- US companies will convert 1.5% of their treasury reserves to Bitcoin.
- Companies could adopt Microstrategy’s Bitcoin investment model.
- There is a 52.29% chance the US economy will go into a recession by July 2025.
US-based Bitcoin technology and financial services firm, River, forecasts that 10% of US companies will allocate 1.5% of their treasury reserves, roughly $10.35 billion, to Bitcoin within the next 18 months. This prediction comes as concerns rise about a potential US economic recession by July 2025.
River’s analysts argue that traditional corporate treasury strategies, reliant on cash and short-term equivalents, often fail to outpace inflation, leading to a decrease in value. They point to Apple’s $15 billion loss in treasury holdings as an example of this inflationary erosion.
Microstrategy’s Bitcoin Model
The report highlights Microstrategy’s corporate treasury strategy, which involves converting a substantial portion of its assets to Bitcoin. In June, the Michael Saylor-led company completed an $800 million debt sale, using the proceeds to purchase an additional 11,931 BTC.
Microstrategy’s Bitcoin strategy reflects the company’s strong belief in the digital asset. Saylor has repeatedly emphasized Bitcoin’s potential as an investment, calling it an asset that ensures “economic immortality.” He believes Bitcoin’s capped supply and lack of counterparty risk make it an ideal choice for safeguarding investments and preserving wealth.

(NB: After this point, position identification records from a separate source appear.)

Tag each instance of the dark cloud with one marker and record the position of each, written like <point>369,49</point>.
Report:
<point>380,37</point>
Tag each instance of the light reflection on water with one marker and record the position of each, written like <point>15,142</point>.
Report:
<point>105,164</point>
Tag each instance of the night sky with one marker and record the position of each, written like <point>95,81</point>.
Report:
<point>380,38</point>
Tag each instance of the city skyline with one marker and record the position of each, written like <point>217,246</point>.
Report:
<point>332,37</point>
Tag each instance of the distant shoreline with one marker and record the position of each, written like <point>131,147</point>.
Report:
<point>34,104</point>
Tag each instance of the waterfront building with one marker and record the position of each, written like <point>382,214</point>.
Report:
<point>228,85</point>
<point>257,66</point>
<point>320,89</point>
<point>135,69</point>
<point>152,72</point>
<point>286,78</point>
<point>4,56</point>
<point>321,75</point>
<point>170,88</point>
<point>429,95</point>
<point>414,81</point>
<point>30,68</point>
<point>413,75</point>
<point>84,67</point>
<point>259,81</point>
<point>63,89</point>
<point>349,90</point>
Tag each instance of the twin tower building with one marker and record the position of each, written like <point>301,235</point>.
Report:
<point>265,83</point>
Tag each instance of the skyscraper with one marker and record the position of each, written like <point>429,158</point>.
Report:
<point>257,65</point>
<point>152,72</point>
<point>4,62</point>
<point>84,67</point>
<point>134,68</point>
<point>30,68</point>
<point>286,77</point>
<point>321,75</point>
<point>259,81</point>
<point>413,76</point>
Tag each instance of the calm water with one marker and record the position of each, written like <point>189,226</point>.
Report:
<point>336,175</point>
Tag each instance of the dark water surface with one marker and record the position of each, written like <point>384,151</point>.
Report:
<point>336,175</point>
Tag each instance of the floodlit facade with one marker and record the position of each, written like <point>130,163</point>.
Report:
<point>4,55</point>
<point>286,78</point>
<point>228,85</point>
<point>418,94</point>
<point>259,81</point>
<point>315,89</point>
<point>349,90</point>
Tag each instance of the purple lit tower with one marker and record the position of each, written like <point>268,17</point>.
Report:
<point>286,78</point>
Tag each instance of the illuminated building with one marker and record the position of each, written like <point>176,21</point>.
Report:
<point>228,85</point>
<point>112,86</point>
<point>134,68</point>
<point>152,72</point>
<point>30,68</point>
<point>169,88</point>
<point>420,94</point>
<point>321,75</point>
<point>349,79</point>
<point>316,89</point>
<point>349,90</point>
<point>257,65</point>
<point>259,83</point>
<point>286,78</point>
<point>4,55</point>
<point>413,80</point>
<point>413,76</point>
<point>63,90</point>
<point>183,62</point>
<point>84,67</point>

Economic Recession Looms in the US
Current projections show a 52.29% chance of the US economy entering another recession by July 2025. This figure is slightly higher than previous month’s estimates but lower than the January 2025 projection of 61.47%.
Recession fears heightened in the US in early August following the release of weaker-than-expected job reports. The report triggered a rapid market selloff amid slowing job growth and rising unemployment. However, subsequent reports appeared more promising, with a rebound in the equity markets.
In the meantime, the US Federal Reserve is adopting measures to stem the threat caused by rising inflation and address the issue of unemployment. Analysts predict the Fed will cut interest rates in the next FOMC meeting while attempting to spur the economy and fight against the looming recession.